Belakangan linimasa media sosial dibanjiri informasi seputar calon presiden dan wakilnya, para legislatif yang sedang bertarung dan aneka kampanye yang melingkupinya. Masing-masing kandidat yang bertarung berlomba memenangkan hati pemilih dengan beragam cara. Linimasa kian riuh dengan adanya buzzer dan pemengaruh yang gencar “menjual” jagoannya. Para tim sukses yang resmi pun tidak ketinggal, selalu mengelu-elukan jagoannya seolah hanya kandidat yang ia dukung lah yang paling layak menjadi pemenangnya.

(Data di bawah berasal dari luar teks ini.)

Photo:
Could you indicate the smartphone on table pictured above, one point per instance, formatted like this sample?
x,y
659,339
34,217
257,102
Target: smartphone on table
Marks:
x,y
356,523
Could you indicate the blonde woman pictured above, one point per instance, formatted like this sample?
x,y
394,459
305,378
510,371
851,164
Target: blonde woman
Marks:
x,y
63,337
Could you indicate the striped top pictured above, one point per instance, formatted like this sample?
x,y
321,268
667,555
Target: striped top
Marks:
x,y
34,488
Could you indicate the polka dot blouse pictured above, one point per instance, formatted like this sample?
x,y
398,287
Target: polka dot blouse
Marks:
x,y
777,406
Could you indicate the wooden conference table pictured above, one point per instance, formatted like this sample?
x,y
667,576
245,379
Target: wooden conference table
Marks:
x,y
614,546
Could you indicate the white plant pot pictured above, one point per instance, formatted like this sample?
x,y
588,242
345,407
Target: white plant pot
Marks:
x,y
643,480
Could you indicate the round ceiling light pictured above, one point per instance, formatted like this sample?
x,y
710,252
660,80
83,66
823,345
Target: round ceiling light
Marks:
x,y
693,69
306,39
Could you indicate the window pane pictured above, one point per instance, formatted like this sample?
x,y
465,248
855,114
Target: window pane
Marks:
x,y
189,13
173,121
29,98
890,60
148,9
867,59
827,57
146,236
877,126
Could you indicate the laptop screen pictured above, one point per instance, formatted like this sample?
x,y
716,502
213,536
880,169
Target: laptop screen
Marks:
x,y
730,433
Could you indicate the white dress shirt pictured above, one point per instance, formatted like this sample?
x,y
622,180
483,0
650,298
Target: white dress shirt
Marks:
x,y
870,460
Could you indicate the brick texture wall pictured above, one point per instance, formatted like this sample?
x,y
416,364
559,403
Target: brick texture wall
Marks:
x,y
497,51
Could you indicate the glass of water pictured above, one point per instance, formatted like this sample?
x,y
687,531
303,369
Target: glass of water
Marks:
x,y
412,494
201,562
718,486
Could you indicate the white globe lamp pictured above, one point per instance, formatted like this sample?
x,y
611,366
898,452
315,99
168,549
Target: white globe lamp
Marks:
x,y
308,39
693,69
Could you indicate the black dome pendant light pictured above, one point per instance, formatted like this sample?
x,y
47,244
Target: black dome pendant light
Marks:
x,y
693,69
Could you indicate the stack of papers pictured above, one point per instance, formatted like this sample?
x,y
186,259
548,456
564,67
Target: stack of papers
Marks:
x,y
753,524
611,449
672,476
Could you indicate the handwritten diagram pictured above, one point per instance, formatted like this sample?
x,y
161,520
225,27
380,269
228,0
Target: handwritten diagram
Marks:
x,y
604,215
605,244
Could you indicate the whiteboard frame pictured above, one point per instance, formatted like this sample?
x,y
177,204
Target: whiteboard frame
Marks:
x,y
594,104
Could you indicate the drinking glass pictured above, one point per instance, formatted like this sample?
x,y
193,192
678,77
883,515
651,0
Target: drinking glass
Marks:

Pertarungan di dunia maya ini, lumayan menyita perhatianku. Arus kencang informasi di media sosial, memudahkanku mencari apapun tentang kandidat yang menurutku menarik. Sayangnya, masih ada saja pendukung yang menjelekkan lawannya, menjatuhkan yang lain untuk meninggikan kandidatnya. Gambar dan narasi yang ditampilkan terlihat sangat meyakinkan dan membuatku tergiring untuk mempercayai narasi itu. Kurasa aku bukan satu-satunya yang termakan hoaks.
Untungnya, aku dibesarkan untuk selalu mempertanyakan dalil atas setiap argumen. Sekilas beberapa narasi nampak meyakinkan, namun benarkah itu yang sebenarnya? Bukankah selalu ada sebab dari terjadinya sesuatu. Tidak ada yang serta merta ada di dunia ini, semua pasti ada latar belakangnya. Telisik dan perdalam semua narasi yang ditayangkan, analisa dan bersikap objektif.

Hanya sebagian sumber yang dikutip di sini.